Bunu bu kadar vurgulamamın objektif ve sübjektif nedenleri var. Umarım daha gerçekçi ve derin yaklaşıyorsunuz. Biz olsak da olmasak da doğru yaklaşımların amansız takipçisi olun. Az şey yapmadığımıza inanıyoruz. Sizlerin kurtuluşu için de az çalışmalar yapılmamıştır. Bizi çok iyi takip edin. Bazı yetersizliklerimiz, bazı yaklaşımlarda aşırılıklar olabilir; ancak bunları fazla büyütmeyin, çünkü öz önemlidir. Öz sizin gurur verici bir tarzda, oldukça eşit ve özgür koşullarda şerefli ve onurlu bir yaşamın sahibi olmanızdır. Bunun emrinde olun. Bunu egemen kılmanın ve bunun için ideolojik, siyasal ve askeri savaşmanın amansız militanı olun.
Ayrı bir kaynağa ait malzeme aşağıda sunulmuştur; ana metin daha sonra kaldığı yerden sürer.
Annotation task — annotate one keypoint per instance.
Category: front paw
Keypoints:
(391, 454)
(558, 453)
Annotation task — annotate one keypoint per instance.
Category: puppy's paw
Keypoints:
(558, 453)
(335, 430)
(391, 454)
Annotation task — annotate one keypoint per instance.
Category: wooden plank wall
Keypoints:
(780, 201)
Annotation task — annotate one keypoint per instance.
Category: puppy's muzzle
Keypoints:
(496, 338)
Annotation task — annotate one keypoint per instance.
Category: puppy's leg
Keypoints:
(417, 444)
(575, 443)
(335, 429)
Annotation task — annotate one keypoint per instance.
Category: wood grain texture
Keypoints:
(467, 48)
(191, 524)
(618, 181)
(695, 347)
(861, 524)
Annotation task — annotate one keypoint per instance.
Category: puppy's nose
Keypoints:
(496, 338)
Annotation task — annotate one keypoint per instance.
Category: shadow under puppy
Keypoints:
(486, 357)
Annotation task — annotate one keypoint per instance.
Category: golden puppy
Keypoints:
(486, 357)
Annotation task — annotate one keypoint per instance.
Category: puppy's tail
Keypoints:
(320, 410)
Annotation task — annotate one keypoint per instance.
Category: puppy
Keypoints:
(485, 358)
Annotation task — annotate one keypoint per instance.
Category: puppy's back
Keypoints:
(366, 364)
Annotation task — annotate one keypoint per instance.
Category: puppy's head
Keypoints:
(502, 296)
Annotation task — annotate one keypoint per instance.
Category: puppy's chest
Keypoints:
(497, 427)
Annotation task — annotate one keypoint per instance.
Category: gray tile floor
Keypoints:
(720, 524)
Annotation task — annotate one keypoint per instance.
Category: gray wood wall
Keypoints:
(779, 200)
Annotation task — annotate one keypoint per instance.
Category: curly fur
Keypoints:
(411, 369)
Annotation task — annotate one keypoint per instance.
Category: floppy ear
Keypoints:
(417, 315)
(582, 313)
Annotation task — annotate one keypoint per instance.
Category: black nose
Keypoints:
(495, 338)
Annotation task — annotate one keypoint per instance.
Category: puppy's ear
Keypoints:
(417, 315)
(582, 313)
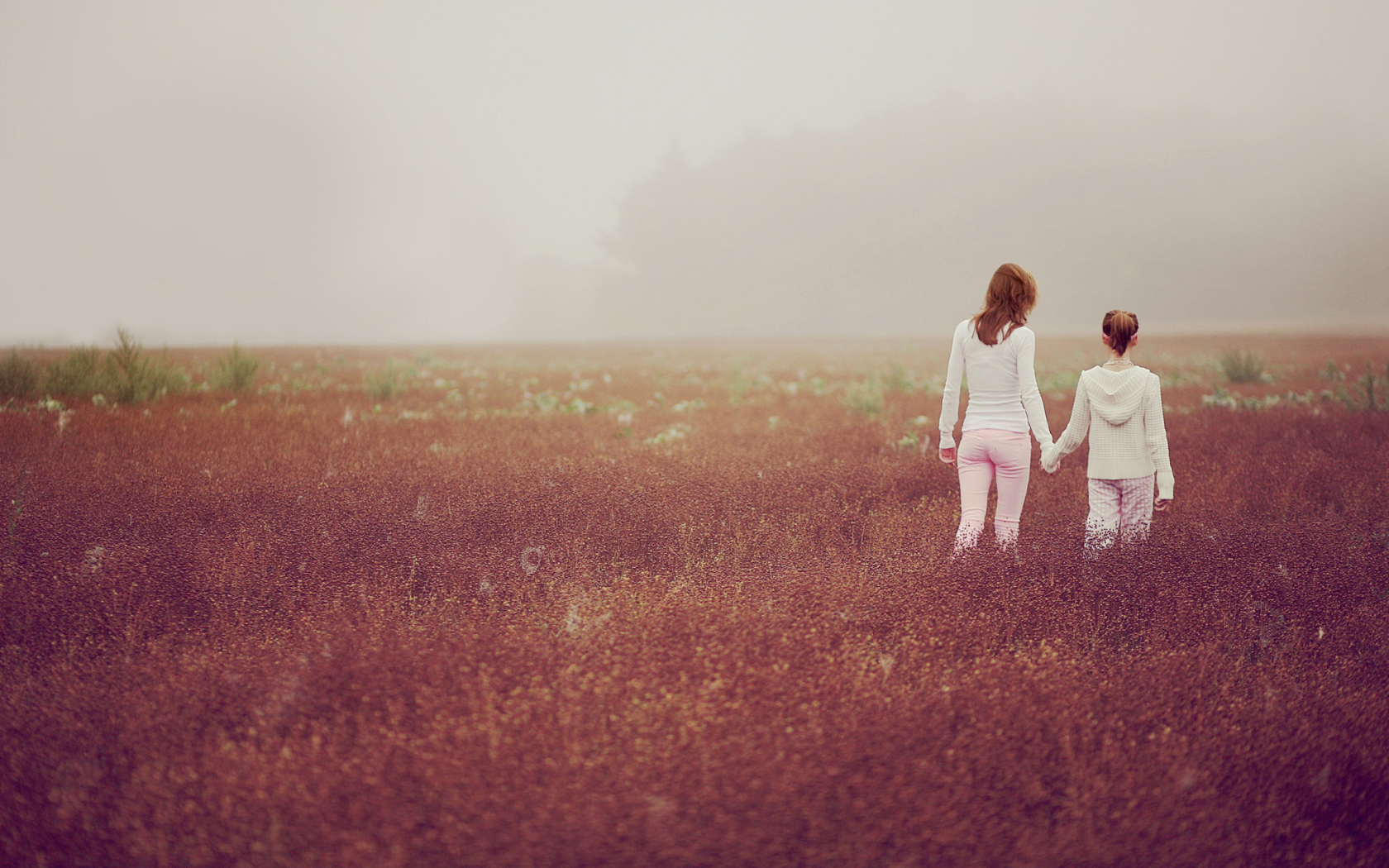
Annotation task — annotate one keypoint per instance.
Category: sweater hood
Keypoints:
(1115, 394)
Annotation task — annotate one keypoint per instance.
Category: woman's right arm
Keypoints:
(950, 400)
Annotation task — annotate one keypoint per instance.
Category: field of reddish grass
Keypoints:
(684, 606)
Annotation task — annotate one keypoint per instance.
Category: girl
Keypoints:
(1121, 404)
(994, 351)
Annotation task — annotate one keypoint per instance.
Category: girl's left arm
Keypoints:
(1154, 431)
(1031, 394)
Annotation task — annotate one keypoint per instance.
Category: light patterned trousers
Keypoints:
(1121, 510)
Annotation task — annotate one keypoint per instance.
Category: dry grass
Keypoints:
(480, 628)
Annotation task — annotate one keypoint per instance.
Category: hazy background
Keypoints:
(413, 171)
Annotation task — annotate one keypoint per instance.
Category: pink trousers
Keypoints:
(984, 455)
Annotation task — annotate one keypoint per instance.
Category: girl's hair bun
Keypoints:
(1119, 328)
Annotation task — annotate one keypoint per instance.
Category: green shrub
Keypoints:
(388, 382)
(78, 373)
(864, 398)
(235, 371)
(1242, 367)
(134, 377)
(18, 377)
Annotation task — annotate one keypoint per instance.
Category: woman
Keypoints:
(1121, 406)
(995, 351)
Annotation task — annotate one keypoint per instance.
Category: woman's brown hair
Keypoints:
(1119, 328)
(1011, 296)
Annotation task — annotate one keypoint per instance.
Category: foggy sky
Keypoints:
(443, 171)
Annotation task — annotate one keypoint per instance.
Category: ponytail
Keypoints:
(1119, 328)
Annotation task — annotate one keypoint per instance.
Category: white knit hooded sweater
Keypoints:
(1123, 412)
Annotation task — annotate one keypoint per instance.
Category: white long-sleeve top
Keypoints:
(1003, 386)
(1123, 412)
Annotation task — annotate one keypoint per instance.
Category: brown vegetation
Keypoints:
(575, 608)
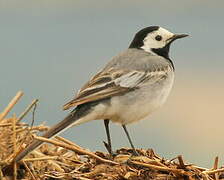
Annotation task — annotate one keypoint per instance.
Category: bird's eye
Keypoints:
(158, 38)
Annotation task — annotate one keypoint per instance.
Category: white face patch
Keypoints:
(151, 41)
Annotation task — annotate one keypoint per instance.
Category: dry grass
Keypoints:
(63, 159)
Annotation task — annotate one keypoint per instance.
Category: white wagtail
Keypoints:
(130, 87)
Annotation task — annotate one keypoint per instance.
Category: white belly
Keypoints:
(140, 103)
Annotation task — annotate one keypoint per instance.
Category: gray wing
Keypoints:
(120, 77)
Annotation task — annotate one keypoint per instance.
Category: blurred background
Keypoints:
(49, 49)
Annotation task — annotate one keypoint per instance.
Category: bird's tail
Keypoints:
(56, 129)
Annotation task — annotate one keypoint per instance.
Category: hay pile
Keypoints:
(62, 159)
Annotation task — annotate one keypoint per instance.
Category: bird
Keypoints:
(130, 87)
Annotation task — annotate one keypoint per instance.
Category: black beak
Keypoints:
(177, 36)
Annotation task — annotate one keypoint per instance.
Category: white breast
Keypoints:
(140, 103)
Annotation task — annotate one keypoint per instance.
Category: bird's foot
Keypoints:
(109, 149)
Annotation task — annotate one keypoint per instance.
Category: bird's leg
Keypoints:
(108, 144)
(129, 139)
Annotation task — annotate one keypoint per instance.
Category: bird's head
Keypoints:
(155, 39)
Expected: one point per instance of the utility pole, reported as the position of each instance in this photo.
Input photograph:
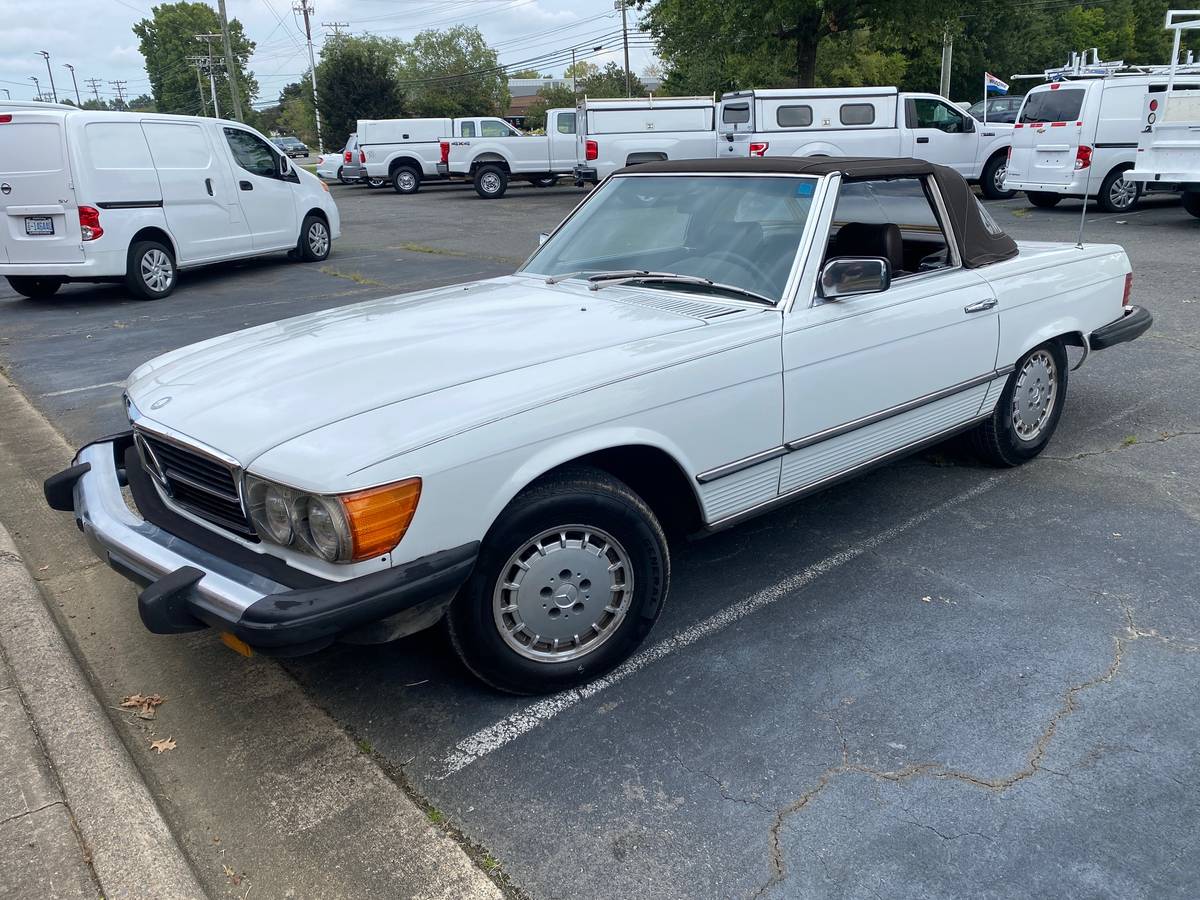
(303, 6)
(231, 69)
(624, 39)
(67, 65)
(47, 58)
Bu savaşıma engel olan her şeyi yerle bir edin; bu savaşı yücelten ve başarıya götüren her şeye de sağlam bir yoldaş olun.
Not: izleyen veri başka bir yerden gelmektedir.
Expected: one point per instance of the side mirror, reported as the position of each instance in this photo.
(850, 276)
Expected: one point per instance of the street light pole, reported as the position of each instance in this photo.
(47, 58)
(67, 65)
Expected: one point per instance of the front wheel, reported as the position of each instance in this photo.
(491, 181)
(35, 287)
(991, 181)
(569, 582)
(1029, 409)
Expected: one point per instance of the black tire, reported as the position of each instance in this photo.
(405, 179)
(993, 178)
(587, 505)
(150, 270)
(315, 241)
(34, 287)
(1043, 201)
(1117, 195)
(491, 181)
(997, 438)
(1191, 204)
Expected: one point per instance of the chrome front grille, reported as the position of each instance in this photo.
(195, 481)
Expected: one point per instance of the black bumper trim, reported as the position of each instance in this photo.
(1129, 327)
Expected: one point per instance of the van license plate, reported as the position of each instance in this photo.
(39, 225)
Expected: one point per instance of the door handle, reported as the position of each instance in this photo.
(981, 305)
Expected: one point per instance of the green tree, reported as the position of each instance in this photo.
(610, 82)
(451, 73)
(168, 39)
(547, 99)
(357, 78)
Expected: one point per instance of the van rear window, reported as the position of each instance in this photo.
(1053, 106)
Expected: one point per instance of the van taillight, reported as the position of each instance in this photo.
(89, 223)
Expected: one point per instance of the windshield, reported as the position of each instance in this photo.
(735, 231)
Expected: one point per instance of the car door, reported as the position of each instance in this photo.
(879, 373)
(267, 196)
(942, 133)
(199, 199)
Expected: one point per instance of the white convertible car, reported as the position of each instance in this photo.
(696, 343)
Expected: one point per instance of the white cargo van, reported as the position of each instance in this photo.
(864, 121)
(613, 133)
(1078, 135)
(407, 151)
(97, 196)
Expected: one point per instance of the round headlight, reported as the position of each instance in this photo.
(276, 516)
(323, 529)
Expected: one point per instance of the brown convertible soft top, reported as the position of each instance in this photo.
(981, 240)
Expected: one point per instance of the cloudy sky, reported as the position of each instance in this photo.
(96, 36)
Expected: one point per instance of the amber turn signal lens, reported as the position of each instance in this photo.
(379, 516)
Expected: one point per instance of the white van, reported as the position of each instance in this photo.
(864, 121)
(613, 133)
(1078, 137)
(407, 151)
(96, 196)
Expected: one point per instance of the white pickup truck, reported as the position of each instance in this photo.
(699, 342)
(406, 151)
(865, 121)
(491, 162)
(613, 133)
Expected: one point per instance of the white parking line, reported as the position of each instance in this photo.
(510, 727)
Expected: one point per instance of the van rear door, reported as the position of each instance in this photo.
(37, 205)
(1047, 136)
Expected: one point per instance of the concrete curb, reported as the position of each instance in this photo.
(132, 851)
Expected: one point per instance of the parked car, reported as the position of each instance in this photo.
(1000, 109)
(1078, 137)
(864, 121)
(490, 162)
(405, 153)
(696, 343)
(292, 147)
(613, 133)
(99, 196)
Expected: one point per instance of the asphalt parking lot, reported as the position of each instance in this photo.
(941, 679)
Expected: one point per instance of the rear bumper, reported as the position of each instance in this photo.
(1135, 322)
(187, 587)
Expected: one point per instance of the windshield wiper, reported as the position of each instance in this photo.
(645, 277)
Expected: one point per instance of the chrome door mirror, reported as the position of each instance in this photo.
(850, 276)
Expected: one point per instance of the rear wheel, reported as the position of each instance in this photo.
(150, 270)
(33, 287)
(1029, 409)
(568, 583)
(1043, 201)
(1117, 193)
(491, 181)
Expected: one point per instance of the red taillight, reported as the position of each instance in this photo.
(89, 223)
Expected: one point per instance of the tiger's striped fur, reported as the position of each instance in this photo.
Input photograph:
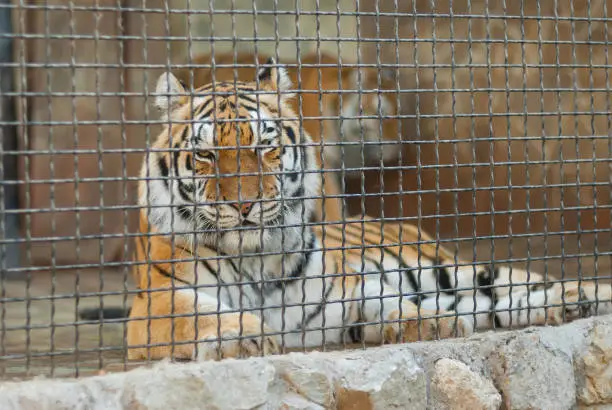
(349, 112)
(245, 267)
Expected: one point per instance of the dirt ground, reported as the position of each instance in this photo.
(59, 345)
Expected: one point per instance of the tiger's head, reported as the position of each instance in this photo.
(226, 166)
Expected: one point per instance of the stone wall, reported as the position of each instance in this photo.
(564, 367)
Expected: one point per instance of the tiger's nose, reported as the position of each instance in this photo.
(245, 208)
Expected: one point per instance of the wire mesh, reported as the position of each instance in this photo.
(435, 167)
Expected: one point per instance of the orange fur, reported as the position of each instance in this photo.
(314, 84)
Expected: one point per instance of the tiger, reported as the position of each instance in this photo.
(231, 266)
(340, 107)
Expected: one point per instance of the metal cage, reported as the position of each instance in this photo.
(484, 125)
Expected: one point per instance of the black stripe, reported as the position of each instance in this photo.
(299, 269)
(167, 274)
(486, 279)
(163, 167)
(185, 212)
(159, 269)
(453, 305)
(317, 311)
(409, 272)
(443, 279)
(201, 108)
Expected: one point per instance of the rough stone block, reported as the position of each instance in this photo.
(455, 387)
(531, 375)
(594, 368)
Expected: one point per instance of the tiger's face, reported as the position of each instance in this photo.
(229, 161)
(369, 117)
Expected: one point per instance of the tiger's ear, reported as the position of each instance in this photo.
(170, 94)
(274, 77)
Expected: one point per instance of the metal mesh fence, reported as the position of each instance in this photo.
(417, 171)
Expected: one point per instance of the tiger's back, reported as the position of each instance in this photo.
(227, 269)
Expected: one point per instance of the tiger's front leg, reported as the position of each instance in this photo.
(174, 331)
(408, 324)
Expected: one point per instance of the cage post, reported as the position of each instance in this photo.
(9, 227)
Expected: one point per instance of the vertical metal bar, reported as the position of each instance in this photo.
(9, 222)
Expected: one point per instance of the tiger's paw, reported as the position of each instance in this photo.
(569, 305)
(235, 341)
(412, 329)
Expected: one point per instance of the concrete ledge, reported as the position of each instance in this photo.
(562, 367)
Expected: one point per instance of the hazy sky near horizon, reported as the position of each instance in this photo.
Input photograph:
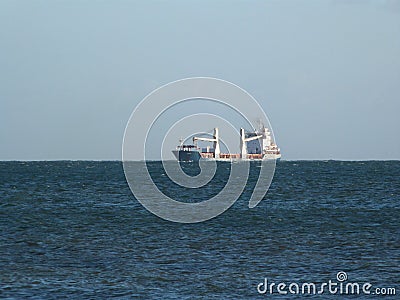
(327, 73)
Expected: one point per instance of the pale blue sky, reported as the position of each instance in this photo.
(327, 73)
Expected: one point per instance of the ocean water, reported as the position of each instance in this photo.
(72, 229)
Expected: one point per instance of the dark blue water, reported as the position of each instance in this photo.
(74, 230)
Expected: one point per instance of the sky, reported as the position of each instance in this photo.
(326, 72)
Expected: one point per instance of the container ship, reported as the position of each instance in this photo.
(256, 145)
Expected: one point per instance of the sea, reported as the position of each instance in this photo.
(74, 230)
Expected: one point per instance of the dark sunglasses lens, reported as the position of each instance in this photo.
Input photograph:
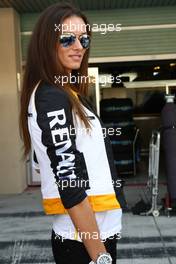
(67, 40)
(85, 41)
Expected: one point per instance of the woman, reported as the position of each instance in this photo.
(75, 159)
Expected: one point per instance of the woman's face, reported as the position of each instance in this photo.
(71, 56)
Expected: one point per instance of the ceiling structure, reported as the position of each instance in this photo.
(27, 6)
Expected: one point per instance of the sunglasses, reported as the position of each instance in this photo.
(69, 39)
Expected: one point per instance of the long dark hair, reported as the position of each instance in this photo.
(43, 64)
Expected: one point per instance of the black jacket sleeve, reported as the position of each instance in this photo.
(54, 117)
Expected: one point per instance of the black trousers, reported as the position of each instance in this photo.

Yaptığımız bu değerlendirmeyi, anılarını yaşamımızın ayrılmaz bir parçası haline getirmemiz gereken şehit kadın yoldaşlarımız olan Mizgin, Roza ve Berivan’ın anısına yapıyorum. Bunların anılarını sürekli yüceleştirerek ve kesin ulaşmak istedikleri yere ulaştırarak karşılık vereceğiz. Teslim olmamanın büyük şehitlerini ne kadar ansak da azdır.